The President’s suggestion that Governor Alia should take a cue from his peers, those who, through strategic alliances and shared intelligence, have managed inherited crises with relative success, may, on the surface, seem like sage counsel. His reference to his own tenure as governor of Lagos State, and the deftness with which he navigated periods of unrest, lends weight to the advice. Yet, such comparisons falter in the face of the grim reality confronting Benue. This is not a crisis of misgovernance or administrative inertia, it is the slow burn of a war declared on an entire people.

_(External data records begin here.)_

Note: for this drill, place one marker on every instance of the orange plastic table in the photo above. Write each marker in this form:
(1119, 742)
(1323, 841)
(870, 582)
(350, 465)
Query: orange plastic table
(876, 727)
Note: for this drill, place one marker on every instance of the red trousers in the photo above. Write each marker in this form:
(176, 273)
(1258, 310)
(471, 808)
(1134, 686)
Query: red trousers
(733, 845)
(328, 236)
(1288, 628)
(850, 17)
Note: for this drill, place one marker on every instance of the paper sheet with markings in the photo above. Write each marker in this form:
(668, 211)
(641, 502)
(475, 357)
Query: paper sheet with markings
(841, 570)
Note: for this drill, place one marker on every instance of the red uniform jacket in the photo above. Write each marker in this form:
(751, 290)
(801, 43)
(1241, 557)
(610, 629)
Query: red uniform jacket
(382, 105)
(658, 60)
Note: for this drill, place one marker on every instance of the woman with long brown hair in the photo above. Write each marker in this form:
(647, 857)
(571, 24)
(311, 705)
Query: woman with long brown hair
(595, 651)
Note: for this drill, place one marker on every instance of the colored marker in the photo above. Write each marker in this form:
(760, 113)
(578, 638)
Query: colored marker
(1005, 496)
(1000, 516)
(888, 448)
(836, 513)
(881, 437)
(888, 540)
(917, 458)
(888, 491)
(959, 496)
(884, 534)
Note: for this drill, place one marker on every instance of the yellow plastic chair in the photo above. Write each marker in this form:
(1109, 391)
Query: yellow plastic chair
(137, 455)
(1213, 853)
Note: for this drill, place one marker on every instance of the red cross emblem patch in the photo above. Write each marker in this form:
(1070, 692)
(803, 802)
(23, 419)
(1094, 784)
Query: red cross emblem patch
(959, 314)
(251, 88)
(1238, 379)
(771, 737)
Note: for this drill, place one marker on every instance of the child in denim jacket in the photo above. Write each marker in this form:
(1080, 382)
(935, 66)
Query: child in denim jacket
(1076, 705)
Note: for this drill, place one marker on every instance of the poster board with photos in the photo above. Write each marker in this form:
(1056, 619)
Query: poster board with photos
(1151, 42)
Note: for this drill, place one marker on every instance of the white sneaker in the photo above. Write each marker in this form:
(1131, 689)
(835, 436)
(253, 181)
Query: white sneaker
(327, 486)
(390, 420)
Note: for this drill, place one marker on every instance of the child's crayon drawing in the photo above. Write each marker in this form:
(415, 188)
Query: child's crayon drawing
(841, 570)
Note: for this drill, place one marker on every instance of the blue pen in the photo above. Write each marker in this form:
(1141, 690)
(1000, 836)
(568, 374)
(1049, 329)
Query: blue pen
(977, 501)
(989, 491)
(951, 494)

The President’s proposal for the establishment of ranches in Benue may, on the surface, offer a compelling solution, if implemented to the letter. Yet, one must ask: do the Fulani herders, whose traditions are steeped in nomadism, truly subscribe to the sedentary discipline of ranching? When the pulse of their identity beats with the rhythm of open skies and untamed paths, from the savannahs of the north to the forests of the south, is it realistic to expect them to abandon the liberty of movement for fenced pastures? Their age-old impulse is not to settle, but to roam, to conquer where the terrain allows, and to assert presence wherever pasture beckons.
Benue State must draw inspiration from regional security outfits such as Amotekun in the Southwest and the Eastern Security Network (ESN) in the Southeast, as a necessary complement to whatever protection the federal government can offer her people and land. The state can harness President Bola Tinubu’s Forest Guards initiative or activate state-recognised vigilante groups to safeguard its expanse from the mounting carnage spreading across its vast terrain.
Sole reliance on the armed forces and the police may no longer be viable, given the dire straits in which the nation currently finds itself. As General Theophilus Danjuma recently warned, self-help may well be the only recourse in the face of the barbaric massacres witnessed in Yelwata and other parts of Benue—and beyond.